Often referred to as the most complete footballer in the history of the game, and for good reason, because Alfredo Di Stéfano could literally play anywhere. Looking at his incredible goalscoring-rate, it would be fair to think that he was an out and out striker, but he was so much more. He would drop back to positions all over the pitch to get on the ball, and then conduct the play from there, stitching all the play together with either some subtle link-up play, or a defence-splitting pass, or a quick change of pace to burst forward. Not only would he drop back to get the ball, he'd drop back to cover team-mates if they'd gone forward with the ball. His stamina and energy was relentless.
Di Stéfano started his career at River Plate in 1945, one of the greatest era's for the club featuring an incredible group of players nicknamed La Máquina (the Machine). He'd win a couple of titles in Buenos Aires before heading to Colombian club Millonarios in 1949 because of a players-strike in Argentina. It was his move to Spain that would earn him worldwide fame though, achieving unprecedented success at Real Madrid, winning five European Cups in a row, eight league titles, the inaugural Intercontinental Cup and, on a personal level, two Ballon D'Or awards. He was capped by not one national team, or even two, but three, representing all three of the nations whose leagues he'd played in: Argentina, Colombia and Spain. Di Stéfano is also amongst a select group of footballers who have won league titles in different countries, having won the title in all three of those countries.

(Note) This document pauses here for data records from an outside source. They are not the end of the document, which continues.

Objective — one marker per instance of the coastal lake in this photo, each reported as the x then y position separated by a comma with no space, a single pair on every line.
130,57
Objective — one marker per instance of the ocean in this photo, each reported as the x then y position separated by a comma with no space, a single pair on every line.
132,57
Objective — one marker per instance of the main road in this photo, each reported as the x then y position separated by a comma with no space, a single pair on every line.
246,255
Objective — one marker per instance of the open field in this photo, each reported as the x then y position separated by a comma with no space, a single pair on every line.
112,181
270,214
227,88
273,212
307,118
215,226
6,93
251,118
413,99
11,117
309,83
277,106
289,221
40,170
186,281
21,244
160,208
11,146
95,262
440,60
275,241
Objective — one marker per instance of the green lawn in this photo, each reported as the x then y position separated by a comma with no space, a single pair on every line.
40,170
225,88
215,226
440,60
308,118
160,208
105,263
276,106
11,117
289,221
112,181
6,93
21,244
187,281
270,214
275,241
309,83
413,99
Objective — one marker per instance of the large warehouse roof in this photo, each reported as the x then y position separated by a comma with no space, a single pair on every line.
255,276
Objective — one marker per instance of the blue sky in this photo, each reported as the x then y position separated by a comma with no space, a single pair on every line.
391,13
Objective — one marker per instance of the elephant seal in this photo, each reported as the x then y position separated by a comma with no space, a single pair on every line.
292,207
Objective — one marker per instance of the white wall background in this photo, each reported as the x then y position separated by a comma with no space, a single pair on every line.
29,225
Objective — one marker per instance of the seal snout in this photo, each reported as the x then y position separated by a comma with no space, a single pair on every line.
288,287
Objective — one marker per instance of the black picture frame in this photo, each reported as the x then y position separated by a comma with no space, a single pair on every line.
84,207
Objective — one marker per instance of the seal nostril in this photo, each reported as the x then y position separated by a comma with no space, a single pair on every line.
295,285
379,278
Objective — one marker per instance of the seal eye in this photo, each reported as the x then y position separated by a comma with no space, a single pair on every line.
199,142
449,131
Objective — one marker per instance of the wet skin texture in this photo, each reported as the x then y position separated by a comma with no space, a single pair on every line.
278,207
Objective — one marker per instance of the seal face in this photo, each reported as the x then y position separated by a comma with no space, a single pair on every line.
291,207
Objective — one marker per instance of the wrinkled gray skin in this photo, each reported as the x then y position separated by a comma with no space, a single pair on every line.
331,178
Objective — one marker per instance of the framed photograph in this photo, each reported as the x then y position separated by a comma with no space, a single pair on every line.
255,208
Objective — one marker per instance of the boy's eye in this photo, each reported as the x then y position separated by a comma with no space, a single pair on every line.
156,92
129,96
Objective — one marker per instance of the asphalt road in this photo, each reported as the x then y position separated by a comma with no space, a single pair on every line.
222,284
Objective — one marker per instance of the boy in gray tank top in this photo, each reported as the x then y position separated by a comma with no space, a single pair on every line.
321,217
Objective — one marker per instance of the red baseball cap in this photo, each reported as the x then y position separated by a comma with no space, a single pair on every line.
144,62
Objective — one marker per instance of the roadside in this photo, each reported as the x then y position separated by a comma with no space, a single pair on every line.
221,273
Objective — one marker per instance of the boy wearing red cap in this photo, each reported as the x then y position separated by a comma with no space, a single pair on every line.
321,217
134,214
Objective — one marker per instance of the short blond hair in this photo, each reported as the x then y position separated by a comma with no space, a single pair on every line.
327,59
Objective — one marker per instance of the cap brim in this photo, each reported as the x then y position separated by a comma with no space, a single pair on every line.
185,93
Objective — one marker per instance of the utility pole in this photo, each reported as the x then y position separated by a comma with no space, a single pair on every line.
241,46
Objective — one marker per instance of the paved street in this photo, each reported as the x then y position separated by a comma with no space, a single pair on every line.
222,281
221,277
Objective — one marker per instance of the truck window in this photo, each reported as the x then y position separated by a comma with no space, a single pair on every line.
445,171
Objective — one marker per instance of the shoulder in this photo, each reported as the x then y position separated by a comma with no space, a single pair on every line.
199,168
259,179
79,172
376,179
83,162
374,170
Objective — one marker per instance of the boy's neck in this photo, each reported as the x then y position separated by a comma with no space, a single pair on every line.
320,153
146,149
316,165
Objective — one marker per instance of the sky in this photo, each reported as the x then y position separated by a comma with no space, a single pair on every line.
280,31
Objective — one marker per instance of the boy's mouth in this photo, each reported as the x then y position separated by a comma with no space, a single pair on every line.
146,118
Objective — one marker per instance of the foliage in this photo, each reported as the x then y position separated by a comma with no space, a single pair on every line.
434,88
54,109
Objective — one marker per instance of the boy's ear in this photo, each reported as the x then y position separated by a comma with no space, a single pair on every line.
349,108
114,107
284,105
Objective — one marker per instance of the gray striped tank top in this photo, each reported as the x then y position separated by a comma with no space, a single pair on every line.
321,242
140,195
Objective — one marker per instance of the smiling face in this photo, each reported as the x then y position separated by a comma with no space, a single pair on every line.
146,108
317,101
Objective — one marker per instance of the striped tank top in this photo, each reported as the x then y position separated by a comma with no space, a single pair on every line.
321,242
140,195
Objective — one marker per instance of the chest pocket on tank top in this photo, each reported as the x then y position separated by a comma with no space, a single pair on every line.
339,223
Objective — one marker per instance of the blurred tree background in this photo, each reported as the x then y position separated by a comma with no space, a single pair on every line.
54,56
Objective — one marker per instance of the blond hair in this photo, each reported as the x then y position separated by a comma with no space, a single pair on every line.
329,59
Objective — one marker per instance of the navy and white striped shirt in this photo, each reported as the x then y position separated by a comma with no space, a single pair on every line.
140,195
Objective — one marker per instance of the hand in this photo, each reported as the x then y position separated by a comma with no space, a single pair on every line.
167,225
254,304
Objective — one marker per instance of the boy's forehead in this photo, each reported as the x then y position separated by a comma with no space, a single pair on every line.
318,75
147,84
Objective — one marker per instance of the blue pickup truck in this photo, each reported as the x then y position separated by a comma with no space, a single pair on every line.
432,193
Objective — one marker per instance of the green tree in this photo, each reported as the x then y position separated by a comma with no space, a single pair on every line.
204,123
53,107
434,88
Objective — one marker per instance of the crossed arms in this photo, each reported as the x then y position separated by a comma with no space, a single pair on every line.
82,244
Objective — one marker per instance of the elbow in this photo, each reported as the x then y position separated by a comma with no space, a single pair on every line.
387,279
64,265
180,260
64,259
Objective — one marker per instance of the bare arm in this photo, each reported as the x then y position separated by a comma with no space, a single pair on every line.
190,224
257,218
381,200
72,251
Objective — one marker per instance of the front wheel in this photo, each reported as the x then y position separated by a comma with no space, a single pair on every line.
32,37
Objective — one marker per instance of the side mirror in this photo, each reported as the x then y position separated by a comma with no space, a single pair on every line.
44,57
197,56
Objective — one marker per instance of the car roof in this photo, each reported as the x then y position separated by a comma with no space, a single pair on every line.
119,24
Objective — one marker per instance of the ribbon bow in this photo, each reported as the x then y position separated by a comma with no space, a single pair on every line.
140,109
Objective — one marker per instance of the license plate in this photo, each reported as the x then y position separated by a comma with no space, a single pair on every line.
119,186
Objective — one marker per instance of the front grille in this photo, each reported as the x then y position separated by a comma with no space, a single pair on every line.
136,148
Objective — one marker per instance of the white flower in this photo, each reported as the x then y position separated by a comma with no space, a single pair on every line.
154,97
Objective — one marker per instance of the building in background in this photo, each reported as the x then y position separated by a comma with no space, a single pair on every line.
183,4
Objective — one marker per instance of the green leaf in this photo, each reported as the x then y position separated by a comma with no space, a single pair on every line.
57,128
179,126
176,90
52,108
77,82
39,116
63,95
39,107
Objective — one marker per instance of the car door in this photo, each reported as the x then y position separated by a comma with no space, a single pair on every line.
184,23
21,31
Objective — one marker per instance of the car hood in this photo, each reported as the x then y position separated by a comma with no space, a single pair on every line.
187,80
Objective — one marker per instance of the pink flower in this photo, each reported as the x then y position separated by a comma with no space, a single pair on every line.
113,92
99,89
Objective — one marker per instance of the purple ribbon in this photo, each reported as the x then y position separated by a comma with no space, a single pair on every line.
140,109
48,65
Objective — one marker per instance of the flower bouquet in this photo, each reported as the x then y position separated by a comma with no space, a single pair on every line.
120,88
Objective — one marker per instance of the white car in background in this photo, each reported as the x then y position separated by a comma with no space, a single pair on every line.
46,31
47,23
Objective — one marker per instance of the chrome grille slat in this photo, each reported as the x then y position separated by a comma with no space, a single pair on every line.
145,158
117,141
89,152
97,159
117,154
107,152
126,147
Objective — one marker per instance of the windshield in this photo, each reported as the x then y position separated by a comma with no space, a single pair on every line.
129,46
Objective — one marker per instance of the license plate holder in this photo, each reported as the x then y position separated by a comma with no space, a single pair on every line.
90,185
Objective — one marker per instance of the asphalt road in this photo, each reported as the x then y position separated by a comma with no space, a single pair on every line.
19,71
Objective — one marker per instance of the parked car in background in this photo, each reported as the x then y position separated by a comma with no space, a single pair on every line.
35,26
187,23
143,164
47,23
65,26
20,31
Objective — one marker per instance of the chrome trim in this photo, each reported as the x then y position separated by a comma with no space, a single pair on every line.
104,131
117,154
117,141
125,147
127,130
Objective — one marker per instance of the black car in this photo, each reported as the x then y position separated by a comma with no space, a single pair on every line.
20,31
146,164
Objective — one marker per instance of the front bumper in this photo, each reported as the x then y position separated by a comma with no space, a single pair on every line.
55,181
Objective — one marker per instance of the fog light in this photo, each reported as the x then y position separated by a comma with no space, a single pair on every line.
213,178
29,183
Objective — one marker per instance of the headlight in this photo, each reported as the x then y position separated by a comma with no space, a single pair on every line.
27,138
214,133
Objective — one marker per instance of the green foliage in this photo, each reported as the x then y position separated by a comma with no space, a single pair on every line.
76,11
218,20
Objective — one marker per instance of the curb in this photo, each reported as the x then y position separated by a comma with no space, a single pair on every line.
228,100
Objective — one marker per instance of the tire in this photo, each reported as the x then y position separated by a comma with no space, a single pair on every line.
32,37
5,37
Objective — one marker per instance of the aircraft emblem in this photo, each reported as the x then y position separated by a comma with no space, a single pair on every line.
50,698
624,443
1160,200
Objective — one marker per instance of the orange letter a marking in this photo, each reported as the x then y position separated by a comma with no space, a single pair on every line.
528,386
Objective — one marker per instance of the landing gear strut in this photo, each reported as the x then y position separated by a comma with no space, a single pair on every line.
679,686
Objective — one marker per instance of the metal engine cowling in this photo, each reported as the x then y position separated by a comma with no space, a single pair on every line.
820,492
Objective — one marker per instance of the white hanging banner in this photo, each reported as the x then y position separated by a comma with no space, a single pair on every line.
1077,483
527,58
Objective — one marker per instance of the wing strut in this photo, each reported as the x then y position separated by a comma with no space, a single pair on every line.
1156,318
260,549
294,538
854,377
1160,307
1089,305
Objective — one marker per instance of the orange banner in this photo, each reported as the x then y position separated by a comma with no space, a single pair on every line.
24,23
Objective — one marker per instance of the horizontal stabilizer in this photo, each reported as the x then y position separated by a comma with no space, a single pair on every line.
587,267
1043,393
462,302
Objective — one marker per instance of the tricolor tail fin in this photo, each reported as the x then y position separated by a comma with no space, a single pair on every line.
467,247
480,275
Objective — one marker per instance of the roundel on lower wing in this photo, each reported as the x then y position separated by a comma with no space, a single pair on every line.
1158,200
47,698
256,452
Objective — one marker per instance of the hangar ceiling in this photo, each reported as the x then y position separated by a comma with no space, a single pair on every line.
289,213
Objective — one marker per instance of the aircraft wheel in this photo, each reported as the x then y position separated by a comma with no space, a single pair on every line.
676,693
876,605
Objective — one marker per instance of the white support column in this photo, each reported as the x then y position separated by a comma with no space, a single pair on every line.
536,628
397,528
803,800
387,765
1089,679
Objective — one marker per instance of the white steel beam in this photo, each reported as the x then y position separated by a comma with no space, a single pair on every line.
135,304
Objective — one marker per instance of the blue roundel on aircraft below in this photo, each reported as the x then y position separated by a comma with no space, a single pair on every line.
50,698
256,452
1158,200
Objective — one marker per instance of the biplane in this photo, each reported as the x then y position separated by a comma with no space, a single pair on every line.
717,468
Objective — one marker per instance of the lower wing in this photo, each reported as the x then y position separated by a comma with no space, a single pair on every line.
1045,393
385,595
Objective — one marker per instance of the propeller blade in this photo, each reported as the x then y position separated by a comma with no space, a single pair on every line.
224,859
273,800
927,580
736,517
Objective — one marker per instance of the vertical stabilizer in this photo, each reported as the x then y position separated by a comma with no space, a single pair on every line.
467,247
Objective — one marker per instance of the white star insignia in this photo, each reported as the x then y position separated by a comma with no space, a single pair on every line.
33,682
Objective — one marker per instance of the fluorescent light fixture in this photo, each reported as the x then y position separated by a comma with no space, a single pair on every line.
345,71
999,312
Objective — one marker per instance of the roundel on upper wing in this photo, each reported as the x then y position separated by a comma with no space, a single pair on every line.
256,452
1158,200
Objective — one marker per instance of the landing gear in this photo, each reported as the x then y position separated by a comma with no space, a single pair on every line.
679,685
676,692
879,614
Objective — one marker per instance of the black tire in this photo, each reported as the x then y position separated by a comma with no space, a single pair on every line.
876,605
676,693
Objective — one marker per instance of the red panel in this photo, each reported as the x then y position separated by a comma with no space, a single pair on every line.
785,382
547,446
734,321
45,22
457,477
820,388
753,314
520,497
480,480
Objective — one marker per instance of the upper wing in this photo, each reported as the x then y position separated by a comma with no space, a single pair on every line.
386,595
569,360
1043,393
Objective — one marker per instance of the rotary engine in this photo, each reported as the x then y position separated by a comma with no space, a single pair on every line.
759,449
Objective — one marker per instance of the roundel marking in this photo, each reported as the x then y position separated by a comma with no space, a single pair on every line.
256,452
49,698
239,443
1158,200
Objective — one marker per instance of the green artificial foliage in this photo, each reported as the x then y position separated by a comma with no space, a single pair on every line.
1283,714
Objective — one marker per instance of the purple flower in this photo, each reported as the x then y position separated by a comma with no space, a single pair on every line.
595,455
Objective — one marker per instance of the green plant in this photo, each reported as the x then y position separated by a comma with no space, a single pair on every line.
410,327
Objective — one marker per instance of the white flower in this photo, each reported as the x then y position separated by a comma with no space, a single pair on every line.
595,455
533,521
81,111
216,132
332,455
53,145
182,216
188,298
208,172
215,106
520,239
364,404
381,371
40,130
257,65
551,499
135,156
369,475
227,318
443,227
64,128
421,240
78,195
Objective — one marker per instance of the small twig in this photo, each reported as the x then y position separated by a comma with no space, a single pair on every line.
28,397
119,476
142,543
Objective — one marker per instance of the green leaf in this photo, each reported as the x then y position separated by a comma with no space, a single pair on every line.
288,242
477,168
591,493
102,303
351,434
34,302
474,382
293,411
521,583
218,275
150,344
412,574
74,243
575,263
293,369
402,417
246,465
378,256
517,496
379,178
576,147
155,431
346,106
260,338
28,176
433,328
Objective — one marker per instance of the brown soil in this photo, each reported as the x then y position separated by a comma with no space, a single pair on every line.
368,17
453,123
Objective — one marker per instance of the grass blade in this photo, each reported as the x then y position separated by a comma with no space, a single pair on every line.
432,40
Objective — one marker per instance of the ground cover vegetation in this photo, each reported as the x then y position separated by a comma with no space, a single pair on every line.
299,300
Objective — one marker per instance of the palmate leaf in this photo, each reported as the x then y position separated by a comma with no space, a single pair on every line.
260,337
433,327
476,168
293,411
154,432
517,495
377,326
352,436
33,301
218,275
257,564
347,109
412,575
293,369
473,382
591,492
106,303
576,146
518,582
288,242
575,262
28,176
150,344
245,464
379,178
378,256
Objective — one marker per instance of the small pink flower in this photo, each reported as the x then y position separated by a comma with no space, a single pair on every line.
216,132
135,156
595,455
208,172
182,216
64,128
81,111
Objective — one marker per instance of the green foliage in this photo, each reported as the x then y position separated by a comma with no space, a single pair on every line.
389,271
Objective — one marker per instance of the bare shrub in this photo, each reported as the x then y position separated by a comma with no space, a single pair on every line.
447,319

There's a great quote from Bobby Charlton, it relates to the 1957 European Cup Semi-Final between Real Madrid and Manchester United, and it completely captures what Alfredo Di Stefano was all about:
"I couldn't take my eyes off this midfield player and I thought, Who on earth is that? He ran the whole show and had the ball almost all of the time. They beat us 3-1 and he dictated the whole game. I'd never seen anything like it before - watching someone influence the entire match. Everything went through him. The goalkeeper gave it to him. Full-backs were giving it to him. The midfield players were linking up with him, and the forwards were looking for him. Wherever he was on the field he was in a position to take the ball and influence the play. I was just sitting there, watching, thinking it was the best thing I had ever seen. And this was when Di Stefano was thirty. What must he have been like in his younger days?”